Use code-10 below to standardize the data.

import pandas as pd
from sklearn.preprocessing import StandardScaler
scaler = StandardScaler()
x_train_std = scaler.transform(x_train)
x_train_std = pd.DataFrame(x_train_std, columns = features)
x_test_std = scaler.transform(x_test)
x_test_std = pd.DataFrame(x_test_std, columns = features)


The model is trained with code-11.

lr = LinearRegression()
lr.fit(x_train_std, y_train)


Run code-12 to evaluate the model.

y_pred = lr.predict(x_test_std)
y_train_pred = lr.predict(x_train_std)
from sklearn.metrics import mean_squared_error
print("学習データのMSE: ", mean_squared_error(y_train, y_train_pred)) 
print("テストデータのMSE: ", mean_squared_error(y_test, y_pred))
Use code-13 below to display the coefficient of determination.

from sklearn.metrics import r2_score
print("学習データの決定係数: ", r2_score(y_train, y_train_pred))
print("テストデータの決定係数: ", r2_score(y_test, y_pred))
from sklearn.metrics import r2_score
print("Coefficient of Determination of Learning Data: ", r2_score(y_train,y_train_pred))
print("Coefficient of Determination of Test Data: ", r2_score(y_test,y_pred))

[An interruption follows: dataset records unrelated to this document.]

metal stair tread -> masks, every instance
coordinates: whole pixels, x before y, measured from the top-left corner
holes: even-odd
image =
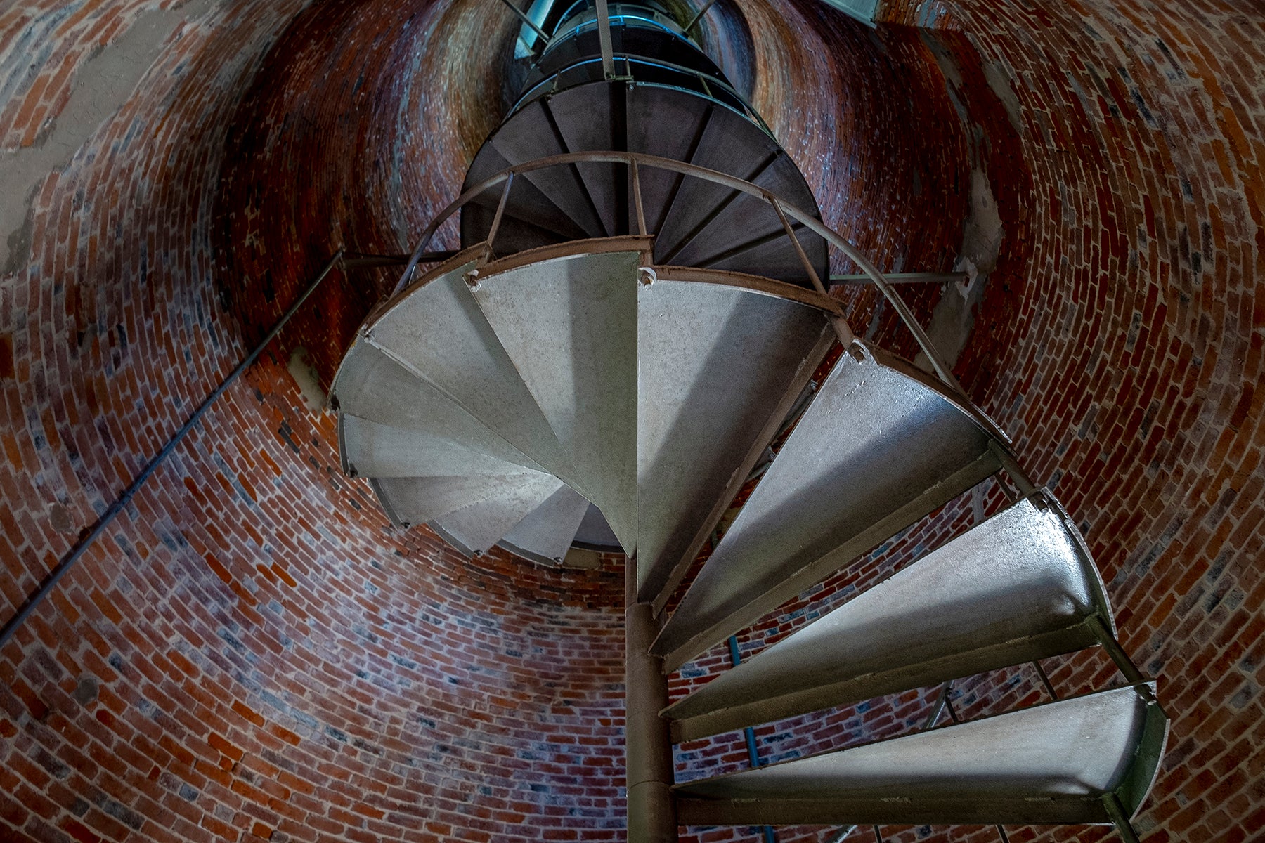
[[[1159,770],[1155,684],[679,784],[681,823],[1111,823]]]
[[[1001,466],[912,367],[854,343],[668,619],[673,670]]]
[[[687,741],[1089,647],[1093,560],[1037,492],[663,712]]]

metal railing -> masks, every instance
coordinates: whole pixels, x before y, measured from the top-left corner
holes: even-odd
[[[572,152],[559,155],[548,155],[545,158],[538,158],[535,161],[524,162],[521,164],[515,164],[509,167],[495,176],[491,176],[477,185],[467,188],[453,200],[444,210],[431,220],[430,225],[421,233],[421,238],[417,243],[416,249],[414,249],[412,257],[409,260],[404,274],[400,278],[400,283],[396,286],[395,292],[398,293],[405,287],[411,283],[414,273],[416,272],[417,264],[421,263],[421,257],[430,246],[430,241],[434,239],[435,233],[439,227],[447,222],[457,211],[462,210],[464,206],[469,205],[474,200],[482,197],[496,187],[501,187],[500,198],[497,201],[496,212],[492,217],[492,225],[488,230],[484,244],[491,252],[497,230],[500,229],[501,220],[505,216],[505,210],[510,200],[510,192],[514,188],[515,177],[524,173],[538,172],[541,169],[549,169],[553,167],[571,167],[581,163],[614,163],[614,164],[626,164],[629,168],[629,181],[631,186],[632,203],[635,219],[632,224],[636,226],[635,234],[639,235],[653,235],[651,231],[646,230],[645,212],[641,202],[641,179],[640,171],[643,168],[662,169],[672,173],[679,173],[687,178],[698,178],[702,181],[712,182],[729,187],[730,190],[737,191],[740,193],[746,193],[748,196],[754,196],[755,198],[769,205],[773,211],[778,215],[782,221],[783,233],[789,238],[793,248],[796,249],[799,260],[805,269],[805,276],[812,283],[813,289],[818,293],[827,294],[826,286],[818,276],[817,270],[813,268],[812,262],[805,253],[803,246],[799,243],[798,236],[793,230],[793,224],[799,224],[812,234],[816,234],[822,240],[825,240],[830,246],[834,246],[840,254],[851,260],[861,270],[865,278],[873,283],[883,298],[892,306],[897,316],[904,324],[906,329],[913,335],[913,340],[918,349],[926,355],[927,361],[931,365],[932,372],[939,378],[939,380],[945,384],[955,396],[958,396],[963,403],[963,407],[968,409],[973,417],[975,417],[985,430],[993,434],[999,441],[1008,442],[1009,439],[1006,434],[993,422],[966,394],[961,384],[953,375],[949,365],[936,351],[935,345],[931,343],[931,337],[927,336],[926,331],[918,324],[913,315],[913,311],[904,303],[901,294],[897,292],[896,286],[888,281],[887,276],[874,265],[874,263],[867,258],[860,249],[848,241],[841,234],[834,229],[825,225],[818,220],[812,212],[805,211],[803,209],[789,205],[772,191],[748,182],[736,176],[730,176],[715,169],[707,169],[706,167],[698,167],[697,164],[689,164],[682,161],[674,161],[672,158],[662,158],[659,155],[648,155],[636,152]],[[848,346],[855,340],[855,334],[848,322],[839,317],[832,320],[835,331],[839,335],[840,341]],[[1017,464],[1011,461],[1007,465],[1007,473],[1015,478],[1015,480],[1021,485],[1021,488],[1031,488],[1030,482],[1018,469]]]

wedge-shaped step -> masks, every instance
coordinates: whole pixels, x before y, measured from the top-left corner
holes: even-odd
[[[550,474],[571,475],[558,440],[466,283],[473,263],[404,291],[361,329],[378,349]],[[417,412],[425,413],[419,397]],[[374,420],[377,421],[377,420]]]
[[[641,286],[638,322],[638,588],[651,602],[693,561],[834,334],[808,305],[664,278]]]
[[[560,487],[548,474],[522,476],[484,500],[436,518],[430,528],[467,556],[483,554]]]
[[[682,825],[1112,823],[1168,738],[1155,685],[677,785]]]
[[[607,252],[539,260],[484,276],[473,291],[560,442],[572,485],[601,508],[630,554],[640,259],[639,252]]]
[[[691,741],[1098,643],[1111,605],[1080,533],[1020,500],[664,710]]]
[[[999,470],[944,387],[854,343],[668,619],[676,670]]]
[[[374,478],[369,480],[369,485],[391,522],[398,527],[411,527],[443,518],[472,503],[496,498],[506,489],[552,480],[540,471],[521,471],[477,476]]]
[[[567,557],[589,506],[564,485],[507,532],[501,546],[541,565],[558,565]]]
[[[428,440],[416,445],[421,451],[464,449],[526,469],[540,468],[438,387],[417,378],[363,340],[357,340],[343,358],[330,396],[330,403],[339,411],[344,471],[352,473],[354,469],[361,476],[395,476],[395,471],[387,466],[395,459],[392,451],[400,442],[391,439],[396,434],[385,428],[416,434]],[[381,441],[357,442],[362,432],[371,440],[379,437]],[[433,455],[441,459],[438,454]],[[430,464],[429,469],[410,474],[467,473],[455,466],[452,471],[435,470],[435,465]],[[505,473],[507,471],[501,471]]]

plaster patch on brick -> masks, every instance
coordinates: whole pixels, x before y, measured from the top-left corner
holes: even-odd
[[[963,225],[961,253],[954,263],[954,272],[965,272],[965,282],[955,282],[956,294],[941,296],[931,315],[927,336],[951,368],[958,363],[966,340],[975,327],[975,306],[983,298],[984,281],[997,268],[1006,226],[997,210],[997,200],[988,183],[988,173],[973,169],[970,173],[970,206]],[[918,354],[915,364],[931,370],[931,361]]]
[[[66,107],[40,126],[34,145],[0,152],[0,274],[14,274],[28,260],[33,200],[48,174],[63,171],[118,112],[183,24],[216,3],[191,0],[138,18],[78,68]]]
[[[325,391],[320,388],[320,375],[307,356],[307,349],[301,345],[295,348],[290,353],[290,363],[286,368],[290,370],[290,377],[299,385],[299,394],[302,397],[304,406],[314,413],[324,411],[328,397],[325,396]]]
[[[1023,136],[1023,120],[1020,116],[1023,114],[1023,106],[1015,92],[1009,70],[999,62],[985,62],[984,78],[988,81],[988,87],[1001,100],[1002,107],[1006,109],[1006,116],[1009,118],[1011,125],[1015,126],[1015,134]]]

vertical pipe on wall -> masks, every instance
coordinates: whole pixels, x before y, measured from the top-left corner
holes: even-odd
[[[650,655],[658,634],[654,608],[636,602],[636,557],[625,562],[625,669],[629,843],[674,843],[672,737],[659,717],[668,705],[663,660]]]

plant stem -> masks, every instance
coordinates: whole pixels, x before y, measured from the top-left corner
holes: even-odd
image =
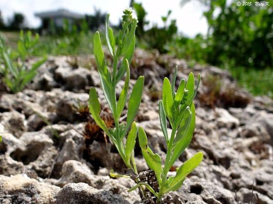
[[[172,134],[171,135],[171,138],[170,140],[170,142],[169,143],[169,145],[167,146],[167,155],[166,156],[166,160],[165,162],[165,165],[164,165],[164,169],[163,170],[163,178],[162,180],[162,184],[161,186],[160,187],[160,190],[159,191],[159,196],[161,198],[162,191],[164,190],[162,188],[164,187],[165,182],[166,182],[166,178],[167,178],[167,174],[169,172],[169,168],[168,167],[169,166],[170,163],[170,160],[171,159],[171,156],[172,154],[172,146],[173,143],[174,143],[174,138],[175,138],[175,133],[176,132],[176,128],[174,126],[172,130]],[[161,198],[160,198],[161,199]]]

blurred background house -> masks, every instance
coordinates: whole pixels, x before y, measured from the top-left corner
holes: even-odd
[[[77,24],[79,20],[85,18],[84,15],[64,9],[36,13],[35,15],[40,18],[41,28],[43,30],[48,30],[51,24],[53,24],[56,28],[62,28],[66,21],[71,27],[73,24]]]

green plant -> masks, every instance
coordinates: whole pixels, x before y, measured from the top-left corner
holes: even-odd
[[[0,36],[1,61],[4,64],[4,67],[1,67],[0,72],[3,76],[3,81],[13,93],[22,91],[32,80],[37,73],[37,69],[47,60],[44,57],[32,64],[29,69],[26,64],[26,57],[33,52],[38,40],[38,34],[33,39],[30,31],[24,35],[21,31],[17,52],[12,53],[6,47],[3,38]]]
[[[175,176],[167,177],[167,173],[175,162],[179,158],[185,149],[189,145],[195,126],[195,110],[193,103],[200,81],[198,81],[195,89],[194,74],[191,73],[187,83],[182,79],[175,92],[175,84],[177,69],[176,69],[172,85],[169,79],[165,78],[162,87],[162,99],[159,101],[159,116],[161,130],[167,143],[167,149],[164,167],[159,155],[154,154],[148,145],[147,136],[141,127],[138,130],[138,139],[143,156],[151,169],[155,173],[158,183],[159,190],[154,189],[148,183],[140,182],[130,189],[144,185],[157,198],[158,202],[162,196],[171,191],[179,188],[185,177],[201,162],[203,153],[198,152],[179,168],[176,169]],[[167,132],[167,118],[172,127],[172,133],[169,137]]]
[[[188,146],[192,140],[195,125],[195,107],[193,103],[199,84],[195,89],[195,79],[192,73],[190,74],[187,82],[183,79],[177,92],[175,84],[177,69],[176,69],[172,85],[167,78],[165,78],[163,84],[162,100],[159,102],[159,115],[161,129],[167,145],[167,155],[164,168],[161,167],[160,157],[153,152],[148,146],[147,137],[142,128],[138,129],[133,122],[139,105],[144,86],[144,78],[139,77],[137,80],[128,103],[126,124],[119,122],[119,119],[125,103],[130,83],[129,64],[133,57],[135,46],[135,31],[137,20],[133,18],[132,11],[125,9],[122,16],[122,30],[115,38],[113,31],[109,27],[109,15],[107,16],[106,38],[109,52],[113,59],[113,70],[110,71],[106,64],[104,53],[101,46],[99,33],[97,32],[94,38],[94,54],[97,69],[100,79],[102,89],[106,100],[111,110],[115,126],[108,128],[100,116],[100,105],[94,88],[90,89],[89,93],[90,111],[97,124],[102,129],[114,144],[119,155],[127,167],[138,174],[135,162],[134,148],[138,132],[139,144],[143,157],[150,168],[154,171],[159,185],[159,189],[154,189],[148,183],[141,182],[137,176],[131,177],[136,183],[135,186],[129,191],[140,188],[140,194],[145,193],[144,186],[161,202],[162,196],[165,193],[177,190],[182,185],[186,176],[191,173],[201,162],[203,154],[197,153],[177,168],[175,176],[167,177],[167,174],[182,152]],[[119,59],[123,57],[121,65],[118,68]],[[116,85],[127,73],[124,85],[117,100]],[[167,132],[167,118],[172,128],[172,134],[169,138]],[[123,139],[130,127],[125,143]],[[122,175],[114,173],[110,175],[116,177],[129,178],[128,175]],[[144,195],[145,196],[145,195]],[[143,197],[142,197],[143,198]]]
[[[133,121],[141,100],[144,78],[139,76],[133,88],[129,99],[126,124],[120,123],[119,119],[127,101],[130,80],[129,65],[135,49],[135,32],[137,23],[137,20],[132,16],[131,9],[125,9],[123,13],[122,29],[115,37],[113,30],[109,27],[109,15],[107,15],[106,36],[108,49],[113,60],[112,71],[110,71],[106,64],[99,33],[96,32],[94,37],[94,53],[97,68],[104,96],[113,114],[115,127],[108,128],[100,117],[100,106],[94,88],[90,89],[89,107],[94,120],[114,144],[127,166],[137,173],[134,157],[137,127],[136,123]],[[121,65],[118,67],[118,61],[122,57]],[[125,84],[117,100],[116,86],[125,73]],[[124,144],[123,139],[130,126],[131,129]]]

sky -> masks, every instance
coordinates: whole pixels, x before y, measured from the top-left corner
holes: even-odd
[[[202,16],[205,9],[198,1],[192,0],[182,7],[181,0],[135,0],[142,3],[148,15],[150,26],[162,24],[161,17],[172,11],[171,19],[176,19],[179,32],[193,37],[198,33],[205,34],[207,23]],[[10,18],[14,12],[22,13],[30,27],[37,27],[40,21],[34,16],[35,12],[54,10],[60,8],[69,9],[81,14],[92,14],[94,8],[111,14],[110,22],[117,24],[122,10],[128,7],[130,0],[0,0],[0,11],[4,20]]]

その他の回帰タスクアルゴリズム/Other Regression Task Algorithm


Code-14 below is for a regression task with Lasso.

from sklearn.linear_model import Lasso
lr2 = Lasso().fit(x_train_std, y_train)
y_pred2 = lr2.predict(x_test_std)
y_train_pred2 = lr.predict(x_train_std)
print("学習データのMSE: ", mean_squared_error(y_train, y_train_pred2))
print("テストデータのMSE: ", mean_squared_error(y_test, y_pred2))
print("学習データの決定係数: ", r2_score(y_train, y_train_pred2))
print("テストデータの決定係数: ", r2_score(y_test, y_pred2))
Code-15 uses decision tree.

from sklearn.tree import DecisionTreeRegressor
from sklearn.tree import export_text
dtr = DecisionTreeRegressor().fit(x_train_std, y_train)


Code-16 below uses random forest.

from sklearn.ensemble import RandomForestRegressor
rfr = RandomForestRegressor().fit(x_train_std, y_train)
y_pred4 = rfr.predict(x_test_std)
y_train_pred4 = rfr.predict(x_train_std)
print("学習データのMSE: ", mean_squared_error(y_train, y_train_pred4))
print("テストデータのMSE: ", mean_squared_error(y_test, y_pred4))
print("学習データの決定係数: ", r2_score(y_train, y_train_pred4))
print("テストデータの決定係数: ", r2_score(y_test, y_pred4))
In code-17 below, gradient boosting is employed.

from sklearn.ensemble import GradientBoostingRegressor
gbr = GradientBoostingRegressor().fit(x_train_std, y_train)
y_pred5 = gbr.predict(x_test_std)
y_train_pred5 = gbr.predict(x_train_std)
print("学習データのMSE: ", mean_squared_error(y_train, y_train_pred5))
print("テストデータのMSE: ", mean_squared_error(y_test, y_pred5))
print("学習データの決定係数: ", r2_score(y_train, y_train_pred5))
print("テストデータの決定係数: ", r2_score(y_test, y_pred5))
データの前処理とパラメータの調整/Data Preprocessing and Tuning Hyperparameters


Code-18 below

prepares qualitative data to be included in the analysis.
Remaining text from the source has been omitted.